Hi Adam and Nick,
Thanks for the replies and sorry for my delayed response, I've been on a bit of vacation.
Nick, I agree with your findings, I've attached a slightly updated example file (simpler queries) that has the ability to run with MySQLdb directly and with SqlAlchemy and the error doesn't exhibit when running MySQLdb directly, but it does while running SqlAlchemy, even with the NullPool ConnectionPool.
However, as Adam correctly points out, the error message is no longer "No such file or directory", but now "Transport endpoint is not connected". I have an example that I've been running since the start, previously giving the stacktrace I originally posted, that is now giving this "Transport endpoint is not connected" instead. I haven't changed anything on my end, so I have to assume in the weeks that I've been working on this problem something has changed on the google end.
Adam, to your statement that "all available concurrent connections" are saturated. My reading of the documentation stated I should be able to have about 4000 concurrent connections (
https://cloud.google.com/sql/faq#sizeqps). When limiting my "max_concurrent_requests" to 72 I am seeing the attached error rates across 18 instances (since my instances is limited to a max of 6 simultaneous requests). It seems like this should be well below the 4000 connection limit, by a couple of orders of magnitude, and yet I am still seeing this error occur. You also mentioned getting 5k tasks in the queue, if the queues are rate limited/concurrent request limited, the size of the queue backlog shouldn't have any effect on concurrent sql connections correct? Or am I misunderstanding something here?
Also, just to clarify, I don't believe there to a "bad" instance floating around out there. Initially, I did not see instances "recover" with subsequent requests, but a slower rate (of about 6/m) proved that bit of information to be incorrect.
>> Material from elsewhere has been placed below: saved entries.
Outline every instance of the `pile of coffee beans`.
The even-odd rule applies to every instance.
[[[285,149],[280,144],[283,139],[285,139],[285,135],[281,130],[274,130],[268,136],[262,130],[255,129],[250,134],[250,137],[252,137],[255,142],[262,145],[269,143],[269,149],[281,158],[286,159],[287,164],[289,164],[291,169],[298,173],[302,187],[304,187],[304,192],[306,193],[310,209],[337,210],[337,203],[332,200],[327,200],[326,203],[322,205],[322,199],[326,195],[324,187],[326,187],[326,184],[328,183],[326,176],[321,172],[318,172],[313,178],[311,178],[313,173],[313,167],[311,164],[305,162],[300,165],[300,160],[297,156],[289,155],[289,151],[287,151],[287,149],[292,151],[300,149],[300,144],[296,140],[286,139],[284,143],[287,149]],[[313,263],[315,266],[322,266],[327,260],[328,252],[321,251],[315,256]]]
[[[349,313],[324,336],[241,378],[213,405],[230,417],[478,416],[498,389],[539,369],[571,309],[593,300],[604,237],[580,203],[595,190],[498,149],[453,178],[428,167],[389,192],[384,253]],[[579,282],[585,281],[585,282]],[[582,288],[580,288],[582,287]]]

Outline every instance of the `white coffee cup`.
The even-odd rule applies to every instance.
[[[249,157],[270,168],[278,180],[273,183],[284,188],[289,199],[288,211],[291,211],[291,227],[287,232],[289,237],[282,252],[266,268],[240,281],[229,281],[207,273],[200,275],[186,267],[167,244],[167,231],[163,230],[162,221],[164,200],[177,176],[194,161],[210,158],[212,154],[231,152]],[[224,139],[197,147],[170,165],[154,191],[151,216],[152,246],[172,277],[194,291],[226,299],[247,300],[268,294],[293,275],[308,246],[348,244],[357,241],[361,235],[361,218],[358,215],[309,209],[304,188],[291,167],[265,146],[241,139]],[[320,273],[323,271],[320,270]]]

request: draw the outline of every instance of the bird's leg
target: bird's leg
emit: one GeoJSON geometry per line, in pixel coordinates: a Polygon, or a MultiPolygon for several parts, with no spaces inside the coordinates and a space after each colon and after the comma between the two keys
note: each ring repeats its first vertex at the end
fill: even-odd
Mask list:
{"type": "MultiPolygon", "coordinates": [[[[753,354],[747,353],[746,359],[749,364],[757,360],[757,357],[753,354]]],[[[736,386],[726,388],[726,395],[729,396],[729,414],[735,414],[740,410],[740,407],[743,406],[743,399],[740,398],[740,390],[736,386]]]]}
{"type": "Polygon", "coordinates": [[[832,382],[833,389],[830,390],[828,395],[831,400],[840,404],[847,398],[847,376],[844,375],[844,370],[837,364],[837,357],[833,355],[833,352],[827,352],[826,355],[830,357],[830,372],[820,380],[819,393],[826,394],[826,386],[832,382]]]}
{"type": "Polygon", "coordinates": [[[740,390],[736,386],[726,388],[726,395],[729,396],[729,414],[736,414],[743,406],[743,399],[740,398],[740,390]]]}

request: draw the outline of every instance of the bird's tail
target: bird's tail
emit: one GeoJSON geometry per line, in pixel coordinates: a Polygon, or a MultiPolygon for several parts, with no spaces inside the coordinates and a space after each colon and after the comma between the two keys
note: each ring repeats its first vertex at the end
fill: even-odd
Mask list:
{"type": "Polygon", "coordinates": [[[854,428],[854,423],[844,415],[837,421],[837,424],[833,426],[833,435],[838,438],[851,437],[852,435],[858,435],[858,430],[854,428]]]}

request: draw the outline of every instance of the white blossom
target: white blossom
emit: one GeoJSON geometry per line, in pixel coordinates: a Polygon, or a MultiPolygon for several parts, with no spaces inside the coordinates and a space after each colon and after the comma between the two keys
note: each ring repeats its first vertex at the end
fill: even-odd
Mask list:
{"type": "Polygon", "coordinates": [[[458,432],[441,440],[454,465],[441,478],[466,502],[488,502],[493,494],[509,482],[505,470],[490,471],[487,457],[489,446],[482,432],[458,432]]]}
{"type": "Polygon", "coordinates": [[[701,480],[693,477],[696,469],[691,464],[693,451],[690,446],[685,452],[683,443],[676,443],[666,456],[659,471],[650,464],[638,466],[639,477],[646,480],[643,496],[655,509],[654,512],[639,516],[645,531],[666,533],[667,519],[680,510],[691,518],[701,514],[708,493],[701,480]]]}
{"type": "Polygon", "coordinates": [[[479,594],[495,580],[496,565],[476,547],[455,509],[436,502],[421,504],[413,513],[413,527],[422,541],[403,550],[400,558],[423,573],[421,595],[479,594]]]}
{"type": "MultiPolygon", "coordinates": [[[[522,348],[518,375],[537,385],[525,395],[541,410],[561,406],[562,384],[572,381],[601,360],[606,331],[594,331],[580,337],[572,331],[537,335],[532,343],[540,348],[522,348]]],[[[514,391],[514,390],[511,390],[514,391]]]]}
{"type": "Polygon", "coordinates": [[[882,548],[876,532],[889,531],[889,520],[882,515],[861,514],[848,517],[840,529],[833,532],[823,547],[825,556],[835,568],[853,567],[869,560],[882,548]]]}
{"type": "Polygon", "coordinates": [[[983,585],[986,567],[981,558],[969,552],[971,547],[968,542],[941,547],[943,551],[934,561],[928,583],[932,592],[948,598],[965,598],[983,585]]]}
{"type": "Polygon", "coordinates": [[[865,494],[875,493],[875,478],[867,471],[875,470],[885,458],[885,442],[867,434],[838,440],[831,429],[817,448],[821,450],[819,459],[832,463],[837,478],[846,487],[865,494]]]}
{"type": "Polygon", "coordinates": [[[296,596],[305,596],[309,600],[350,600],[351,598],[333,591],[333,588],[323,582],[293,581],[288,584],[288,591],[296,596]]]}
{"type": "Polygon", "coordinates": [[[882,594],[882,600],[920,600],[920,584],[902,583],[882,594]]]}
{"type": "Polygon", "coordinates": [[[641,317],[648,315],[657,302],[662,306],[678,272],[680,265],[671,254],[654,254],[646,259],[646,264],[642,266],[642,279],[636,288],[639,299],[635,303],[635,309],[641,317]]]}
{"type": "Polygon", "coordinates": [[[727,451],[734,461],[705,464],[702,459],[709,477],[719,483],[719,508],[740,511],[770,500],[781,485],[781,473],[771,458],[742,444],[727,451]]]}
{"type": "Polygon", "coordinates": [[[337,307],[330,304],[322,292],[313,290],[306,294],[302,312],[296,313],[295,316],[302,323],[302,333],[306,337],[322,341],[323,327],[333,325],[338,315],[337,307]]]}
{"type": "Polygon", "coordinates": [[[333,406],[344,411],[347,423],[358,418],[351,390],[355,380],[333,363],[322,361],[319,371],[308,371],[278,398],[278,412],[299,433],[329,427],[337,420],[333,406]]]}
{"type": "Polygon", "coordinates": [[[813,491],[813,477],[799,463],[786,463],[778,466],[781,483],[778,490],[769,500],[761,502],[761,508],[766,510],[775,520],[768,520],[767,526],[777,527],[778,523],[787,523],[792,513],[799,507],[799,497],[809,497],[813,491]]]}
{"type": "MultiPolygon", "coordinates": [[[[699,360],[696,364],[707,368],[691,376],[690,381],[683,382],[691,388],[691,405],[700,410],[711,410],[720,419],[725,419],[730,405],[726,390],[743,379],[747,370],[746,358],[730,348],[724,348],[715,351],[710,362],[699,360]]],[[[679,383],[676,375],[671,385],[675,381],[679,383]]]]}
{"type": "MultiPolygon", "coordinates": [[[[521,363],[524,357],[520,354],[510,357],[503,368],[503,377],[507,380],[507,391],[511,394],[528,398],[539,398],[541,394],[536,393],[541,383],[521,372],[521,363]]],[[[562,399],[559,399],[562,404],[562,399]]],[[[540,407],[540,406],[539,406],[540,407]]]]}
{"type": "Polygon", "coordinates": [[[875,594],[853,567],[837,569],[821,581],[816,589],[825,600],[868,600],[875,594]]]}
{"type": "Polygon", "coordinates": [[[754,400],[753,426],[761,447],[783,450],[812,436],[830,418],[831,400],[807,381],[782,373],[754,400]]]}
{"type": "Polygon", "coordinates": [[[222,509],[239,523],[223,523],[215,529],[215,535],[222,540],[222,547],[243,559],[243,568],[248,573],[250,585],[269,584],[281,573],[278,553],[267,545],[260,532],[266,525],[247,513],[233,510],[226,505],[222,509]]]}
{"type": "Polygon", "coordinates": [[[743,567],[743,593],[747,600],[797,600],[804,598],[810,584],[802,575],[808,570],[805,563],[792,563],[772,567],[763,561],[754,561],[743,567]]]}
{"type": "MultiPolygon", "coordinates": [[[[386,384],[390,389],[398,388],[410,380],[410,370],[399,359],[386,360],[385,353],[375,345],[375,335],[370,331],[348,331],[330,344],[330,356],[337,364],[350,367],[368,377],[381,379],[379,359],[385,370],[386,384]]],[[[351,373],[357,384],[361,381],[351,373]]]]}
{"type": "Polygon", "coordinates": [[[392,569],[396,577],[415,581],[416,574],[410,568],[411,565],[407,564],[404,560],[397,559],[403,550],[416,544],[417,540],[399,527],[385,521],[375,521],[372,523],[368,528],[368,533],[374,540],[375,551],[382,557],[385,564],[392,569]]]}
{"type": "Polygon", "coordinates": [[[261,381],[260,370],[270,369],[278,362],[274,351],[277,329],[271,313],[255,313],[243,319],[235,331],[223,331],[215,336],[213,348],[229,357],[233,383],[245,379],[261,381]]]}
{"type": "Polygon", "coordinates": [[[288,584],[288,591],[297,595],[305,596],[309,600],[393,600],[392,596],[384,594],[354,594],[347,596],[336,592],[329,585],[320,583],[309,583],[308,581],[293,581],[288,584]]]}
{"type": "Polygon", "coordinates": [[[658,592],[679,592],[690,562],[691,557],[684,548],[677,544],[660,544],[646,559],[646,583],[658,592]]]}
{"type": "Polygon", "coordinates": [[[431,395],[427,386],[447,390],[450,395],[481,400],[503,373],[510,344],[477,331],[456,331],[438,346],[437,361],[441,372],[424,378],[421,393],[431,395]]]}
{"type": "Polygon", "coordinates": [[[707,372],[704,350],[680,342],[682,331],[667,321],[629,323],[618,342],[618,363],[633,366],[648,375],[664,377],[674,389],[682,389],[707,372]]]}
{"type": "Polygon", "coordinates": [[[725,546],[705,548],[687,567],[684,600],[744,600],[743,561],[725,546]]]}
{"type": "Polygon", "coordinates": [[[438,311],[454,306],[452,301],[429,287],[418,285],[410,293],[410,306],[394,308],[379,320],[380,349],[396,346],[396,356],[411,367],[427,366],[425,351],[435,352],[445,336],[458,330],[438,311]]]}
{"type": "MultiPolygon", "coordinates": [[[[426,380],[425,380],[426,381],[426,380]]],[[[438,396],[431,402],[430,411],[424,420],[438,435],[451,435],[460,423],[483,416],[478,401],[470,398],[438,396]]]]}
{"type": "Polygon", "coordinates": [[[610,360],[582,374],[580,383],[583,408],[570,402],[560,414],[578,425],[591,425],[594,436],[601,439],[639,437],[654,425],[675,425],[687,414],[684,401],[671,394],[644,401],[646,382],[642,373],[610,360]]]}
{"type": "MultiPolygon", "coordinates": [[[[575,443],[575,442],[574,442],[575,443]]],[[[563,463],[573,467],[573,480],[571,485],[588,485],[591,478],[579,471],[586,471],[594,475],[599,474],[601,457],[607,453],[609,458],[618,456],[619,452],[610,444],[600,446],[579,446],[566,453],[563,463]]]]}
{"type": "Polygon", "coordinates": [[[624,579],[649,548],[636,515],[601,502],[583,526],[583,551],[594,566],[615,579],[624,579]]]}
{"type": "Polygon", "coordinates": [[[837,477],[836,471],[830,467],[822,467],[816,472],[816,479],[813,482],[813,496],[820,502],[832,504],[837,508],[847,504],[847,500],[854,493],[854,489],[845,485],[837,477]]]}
You can however see by my attached screenshot, that instances vary in their error rate.
I really appreciate the both of you getting back to me and Nick for sticking with this for so long. Unfortunately, work priorities have come up and since I have a work around with the MySQLdb route, I'm going to just take SqlAlchemy out of the mix and move forward with the working solution. If there are other contributions I can make in my spare time, let me know and I'll happily help. Otherwise, this is me "signing off".
Cheers,
Myles